I wouldn’t want to be in Theresa May’s shoes

After years of hum-ing and ha-ing I’ve finally retired from mediating.  I still believe mediation is the only way to go for separating couples, it makes sense in every way; it should be cheaper, you keep control of what happens to you and your kids, and at the end of the process you should be proud that you’ve ended your marriage in a civil way.  However, being a mediator is not for me.  I’ve realised that my main problem with managing St Clere (I’ve banged on about it before) is precisely the same problem that stresses me out about being a mediator.  It is absolutely, totally and completely impossible to keep everybody happy.  Which, annoyingly, is what I’m always hoping I can do.  

In this regard, world politics is entering a very interesting (terrifying?) phase.   Theresa May is going to have to grapple with the keeping-everybody-happy problem, and I am looking forward to watching Donald Trump attempt to do the same.

At least I’m working with manageable figures.  When mediating, however carefully I phrase things, it is almost unavoidable that whenever I open my mouth at least 50% of the couple think I’m being unfair.  It’s just too similar to my role at St Clere.  Whatever I do, some people approve and others don’t.

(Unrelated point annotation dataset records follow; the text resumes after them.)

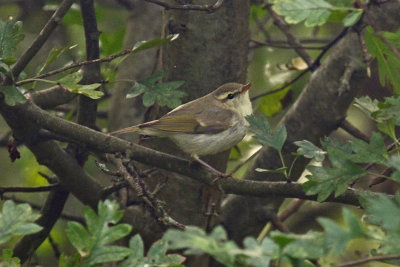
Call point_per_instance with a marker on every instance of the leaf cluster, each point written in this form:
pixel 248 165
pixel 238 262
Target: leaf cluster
pixel 317 12
pixel 155 91
pixel 93 242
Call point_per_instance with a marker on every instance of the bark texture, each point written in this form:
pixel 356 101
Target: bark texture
pixel 317 112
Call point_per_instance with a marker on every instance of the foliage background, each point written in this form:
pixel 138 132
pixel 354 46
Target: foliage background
pixel 124 23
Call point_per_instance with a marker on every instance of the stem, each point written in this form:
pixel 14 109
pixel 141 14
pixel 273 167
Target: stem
pixel 291 167
pixel 283 164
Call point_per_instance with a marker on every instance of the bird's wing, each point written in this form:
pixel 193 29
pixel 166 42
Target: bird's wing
pixel 210 120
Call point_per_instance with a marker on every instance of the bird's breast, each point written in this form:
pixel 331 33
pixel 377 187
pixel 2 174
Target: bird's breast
pixel 207 144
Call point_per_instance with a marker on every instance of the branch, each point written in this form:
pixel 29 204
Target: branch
pixel 7 189
pixel 207 8
pixel 314 65
pixel 75 65
pixel 369 259
pixel 104 143
pixel 282 46
pixel 292 40
pixel 65 216
pixel 44 34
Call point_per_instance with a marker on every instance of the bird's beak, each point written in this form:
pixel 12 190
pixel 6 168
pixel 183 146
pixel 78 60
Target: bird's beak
pixel 246 87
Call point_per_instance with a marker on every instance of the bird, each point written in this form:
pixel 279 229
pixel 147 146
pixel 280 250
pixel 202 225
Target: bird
pixel 205 126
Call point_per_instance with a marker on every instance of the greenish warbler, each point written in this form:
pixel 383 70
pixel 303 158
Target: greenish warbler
pixel 204 126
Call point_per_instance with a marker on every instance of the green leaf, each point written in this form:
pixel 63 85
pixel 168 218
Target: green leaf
pixel 382 211
pixel 314 12
pixel 137 90
pixel 112 42
pixel 323 181
pixel 12 95
pixel 388 110
pixel 195 241
pixel 102 229
pixel 352 18
pixel 309 245
pixel 71 83
pixel 157 254
pixel 394 162
pixel 107 254
pixel 69 261
pixel 17 220
pixel 260 255
pixel 164 94
pixel 374 152
pixel 79 238
pixel 388 62
pixel 367 105
pixel 272 103
pixel 337 238
pixel 309 150
pixel 264 134
pixel 7 260
pixel 10 36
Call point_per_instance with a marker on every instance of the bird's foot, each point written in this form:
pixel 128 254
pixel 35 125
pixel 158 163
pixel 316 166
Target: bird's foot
pixel 222 175
pixel 211 168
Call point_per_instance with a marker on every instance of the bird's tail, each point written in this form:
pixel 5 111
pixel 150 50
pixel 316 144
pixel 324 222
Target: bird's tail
pixel 126 130
pixel 140 128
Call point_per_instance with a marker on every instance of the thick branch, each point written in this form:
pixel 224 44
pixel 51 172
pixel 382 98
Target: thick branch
pixel 105 143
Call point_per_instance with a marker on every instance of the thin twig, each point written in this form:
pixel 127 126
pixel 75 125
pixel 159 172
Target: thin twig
pixel 315 65
pixel 20 189
pixel 45 33
pixel 366 55
pixel 283 46
pixel 65 216
pixel 75 65
pixel 278 224
pixel 294 207
pixel 207 8
pixel 292 40
pixel 131 175
pixel 369 259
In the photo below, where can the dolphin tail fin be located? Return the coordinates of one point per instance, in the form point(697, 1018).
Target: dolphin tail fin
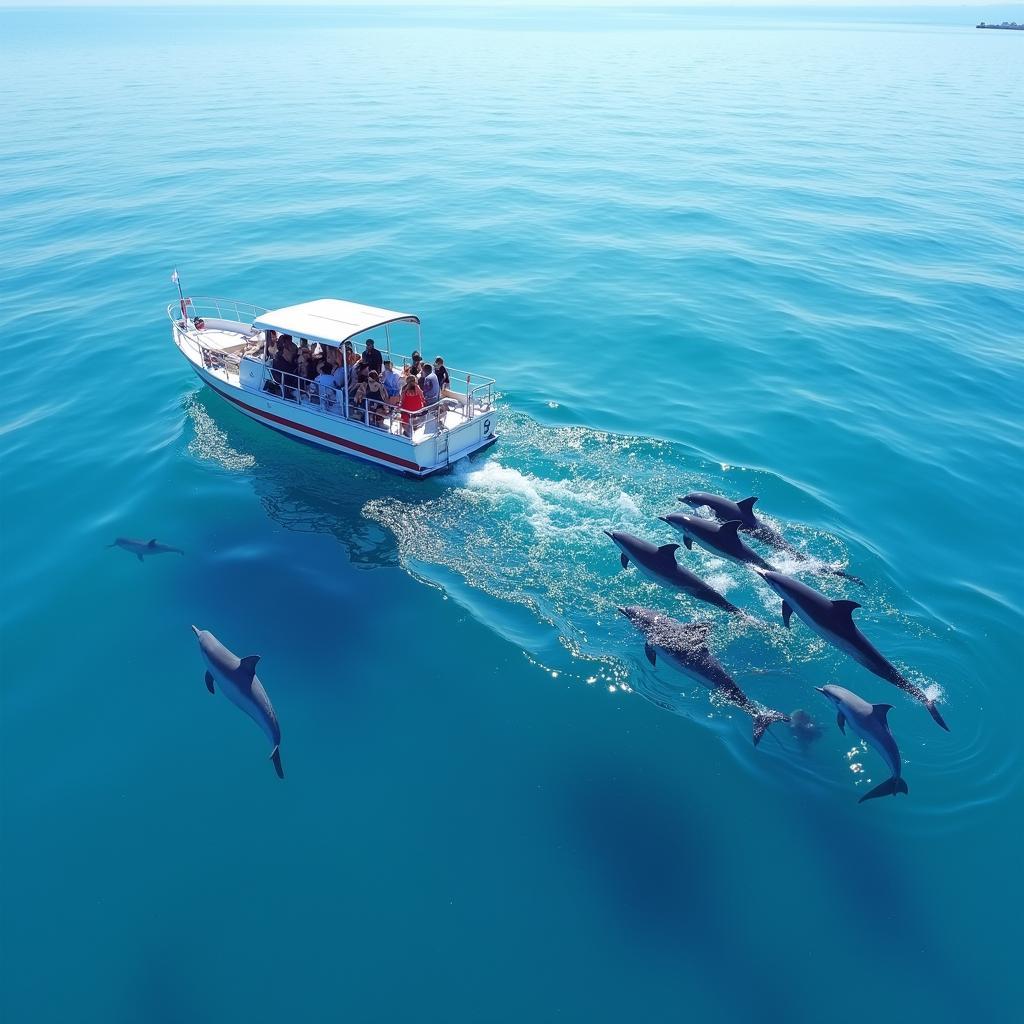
point(765, 718)
point(934, 712)
point(888, 788)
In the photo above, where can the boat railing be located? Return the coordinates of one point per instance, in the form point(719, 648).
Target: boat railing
point(387, 416)
point(210, 305)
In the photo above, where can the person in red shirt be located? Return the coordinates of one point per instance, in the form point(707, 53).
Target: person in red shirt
point(412, 401)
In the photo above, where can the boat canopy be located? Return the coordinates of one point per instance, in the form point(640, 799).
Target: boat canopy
point(329, 321)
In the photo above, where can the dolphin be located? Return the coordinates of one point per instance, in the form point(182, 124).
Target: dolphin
point(720, 539)
point(834, 622)
point(684, 645)
point(141, 548)
point(742, 511)
point(242, 686)
point(868, 722)
point(659, 565)
point(804, 728)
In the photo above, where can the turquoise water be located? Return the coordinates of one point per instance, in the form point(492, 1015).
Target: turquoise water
point(777, 255)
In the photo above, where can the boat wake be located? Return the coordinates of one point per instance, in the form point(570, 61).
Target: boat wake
point(517, 539)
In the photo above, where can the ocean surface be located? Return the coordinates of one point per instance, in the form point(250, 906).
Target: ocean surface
point(772, 253)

When I look at whether to allow houses to be built on St Clere land I know that around 50% of my neighbours will be against it.  The bottom line is that anyone with a view over the land will think it’s a selfish, money-grabbing exercise that will ruin the countryside.  There will be another 50% who are living with their parents or trying to get on the property ladder or can’t afford to live in the area where they work who will thrilled if some reasonably priced houses come onto the market.  It’s a 50:50 win at best.  

With our potential field mounted solar project, most of our neighbours, and most of the country agree in principle that producing green, renewable energy without damaging the land or building anything permanent is a good, responsible thing.  The ten or so neighbours who worry they might be able to see the solar array despite what we tell them understandably feel very differently about it.  Making people unhappy and worried keeps me awake at night, but I have to balance everything up.  Global warming, resultant catastrophic weather events and polar bears having nowhere to live must surely tip the scales?  Let’s call it 95:5.

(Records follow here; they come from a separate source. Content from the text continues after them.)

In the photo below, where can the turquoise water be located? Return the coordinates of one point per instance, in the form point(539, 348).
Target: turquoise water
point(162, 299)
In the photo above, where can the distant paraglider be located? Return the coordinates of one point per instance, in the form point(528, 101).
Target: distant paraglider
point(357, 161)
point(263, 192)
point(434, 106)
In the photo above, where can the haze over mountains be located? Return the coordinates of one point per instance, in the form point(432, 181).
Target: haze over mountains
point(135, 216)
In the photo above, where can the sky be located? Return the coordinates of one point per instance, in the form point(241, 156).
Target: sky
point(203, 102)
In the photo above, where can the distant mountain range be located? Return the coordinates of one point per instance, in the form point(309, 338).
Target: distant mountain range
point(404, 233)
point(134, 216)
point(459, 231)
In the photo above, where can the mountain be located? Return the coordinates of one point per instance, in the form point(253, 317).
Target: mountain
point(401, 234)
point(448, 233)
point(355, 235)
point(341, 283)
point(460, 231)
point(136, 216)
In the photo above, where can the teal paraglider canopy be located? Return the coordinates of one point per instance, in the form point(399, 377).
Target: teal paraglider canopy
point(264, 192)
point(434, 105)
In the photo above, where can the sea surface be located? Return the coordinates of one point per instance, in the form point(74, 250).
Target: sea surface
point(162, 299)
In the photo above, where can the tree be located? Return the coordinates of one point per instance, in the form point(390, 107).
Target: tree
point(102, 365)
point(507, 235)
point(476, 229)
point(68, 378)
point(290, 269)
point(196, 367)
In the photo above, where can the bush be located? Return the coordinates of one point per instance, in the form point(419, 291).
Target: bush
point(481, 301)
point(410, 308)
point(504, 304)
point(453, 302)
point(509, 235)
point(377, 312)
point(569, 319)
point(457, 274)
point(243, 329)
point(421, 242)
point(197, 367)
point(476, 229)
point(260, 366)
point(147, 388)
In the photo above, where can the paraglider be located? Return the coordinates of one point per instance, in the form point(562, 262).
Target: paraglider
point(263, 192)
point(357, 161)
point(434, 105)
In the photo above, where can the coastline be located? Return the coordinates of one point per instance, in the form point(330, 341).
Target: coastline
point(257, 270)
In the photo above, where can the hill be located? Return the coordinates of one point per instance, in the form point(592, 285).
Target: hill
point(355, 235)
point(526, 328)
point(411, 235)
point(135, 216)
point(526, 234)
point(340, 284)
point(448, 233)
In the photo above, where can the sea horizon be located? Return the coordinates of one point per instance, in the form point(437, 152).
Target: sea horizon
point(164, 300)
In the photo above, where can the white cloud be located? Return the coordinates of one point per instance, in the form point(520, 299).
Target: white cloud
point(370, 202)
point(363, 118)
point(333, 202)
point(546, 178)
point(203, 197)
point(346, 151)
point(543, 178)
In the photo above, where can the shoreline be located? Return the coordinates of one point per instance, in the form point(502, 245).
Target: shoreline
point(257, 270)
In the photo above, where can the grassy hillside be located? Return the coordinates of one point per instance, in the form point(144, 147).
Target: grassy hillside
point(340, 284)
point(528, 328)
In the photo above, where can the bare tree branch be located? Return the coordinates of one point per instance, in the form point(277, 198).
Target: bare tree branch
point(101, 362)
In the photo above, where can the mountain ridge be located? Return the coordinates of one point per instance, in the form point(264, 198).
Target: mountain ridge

Our fabulously marvellous development at the top of the farm hill makes two of our neighbours utterly miserable, and at least another five a bit pissed off.  But it’s bringing business to the area (our lovely tenants at Blends for Friends blend nearly 1% of the tea drunk in the whole of England), sending Business Rates to the council, providing some more much needed affordable housing, and cleaning up an eyesore.  Worth it?  I reckon there’s a 90% benefit but it is so hard when you know it’s causing so much stress and distress, even to one person.

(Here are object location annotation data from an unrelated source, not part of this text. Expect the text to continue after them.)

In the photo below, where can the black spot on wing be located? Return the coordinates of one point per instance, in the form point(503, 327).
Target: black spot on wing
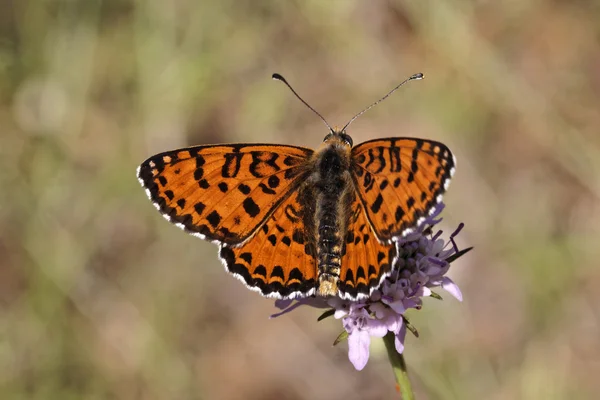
point(251, 207)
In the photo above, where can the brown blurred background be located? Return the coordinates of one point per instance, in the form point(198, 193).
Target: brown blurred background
point(100, 298)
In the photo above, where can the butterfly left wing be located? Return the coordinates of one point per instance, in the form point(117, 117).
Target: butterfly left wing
point(365, 260)
point(400, 181)
point(279, 260)
point(222, 192)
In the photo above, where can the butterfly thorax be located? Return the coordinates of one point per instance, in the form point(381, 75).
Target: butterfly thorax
point(332, 183)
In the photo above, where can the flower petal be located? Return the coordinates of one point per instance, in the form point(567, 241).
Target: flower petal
point(358, 348)
point(399, 340)
point(452, 288)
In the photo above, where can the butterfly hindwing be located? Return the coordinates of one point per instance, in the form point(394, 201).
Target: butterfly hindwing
point(222, 192)
point(279, 260)
point(400, 181)
point(366, 260)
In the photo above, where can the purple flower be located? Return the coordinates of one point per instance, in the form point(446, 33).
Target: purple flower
point(423, 260)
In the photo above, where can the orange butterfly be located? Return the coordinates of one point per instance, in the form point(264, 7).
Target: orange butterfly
point(294, 222)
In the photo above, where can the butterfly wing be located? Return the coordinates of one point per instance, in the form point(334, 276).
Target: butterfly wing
point(400, 181)
point(279, 260)
point(222, 192)
point(365, 260)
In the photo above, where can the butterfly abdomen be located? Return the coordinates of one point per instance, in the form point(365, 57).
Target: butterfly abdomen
point(332, 182)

But poor Theresa May.  For her, the figures are much, much worse.  Less than 30% of the population of the UK voted for Brexit.  If you’ll forgive me a massive broad brushstroke opinion, I’m guessing one third of this (or 10% of the country) voted for Brexit for reasons along the Boris-lines of ‘we just need to get control back from Brussels but otherwise we like everything Europe has to offer’;  a second third were more Nigel-minded with a “close-the-doors-we’ll-be-better-on-our-own” mentality and, (I hope this isn’t too inflammatory) the final third were people I will call “nutters”.  And frankly, I don’t believe any of those three groups agree with each other on much at all.  So, now, who can Theresa please?  No wonder she keeps saying Brexit means Brexit; there’s nothing else she can say!  Any other ending to that sentence will please only a maximum of 20% of the population.  Let’s try it.  “Brexit means; no immigration”; Nigel’s gang and the nutters agree totally, they are happy.  Team Boris isn’t, Remain voters aren’t, farmers aren’t (they need seasonal pickers) and the city isn’t (it needs flexibility for staff in the money markets), let alone the Remain voters.   Let’s try again.  “Brexit means; continuing trading with Europe and paying the financial penalty for being outside the EU”.  Boris, not especially happy.  Nigel, nutters, Remainers; all hopping mad.  I honestly think she’s  going to have to cope with the fact that whatever she decides/negotiates, the large majority of the country will be furious.  I would not be good at handling that, good luck to her.

And as for Donald.  Well, imagine how his voter profile splits?  As tempting as it is to imagine, not every single one of the 61,000,000 people who voted for him are right wing extremists.  Some of them just like a bit of straight talking, some think he was good on the Apprentice, some are desperate for change in their lives, some are desperate for change in the political system.  I can’t imagine a single thing he could do that would please all of them, let alone the other half of the country who loathe everything about him.  Can you?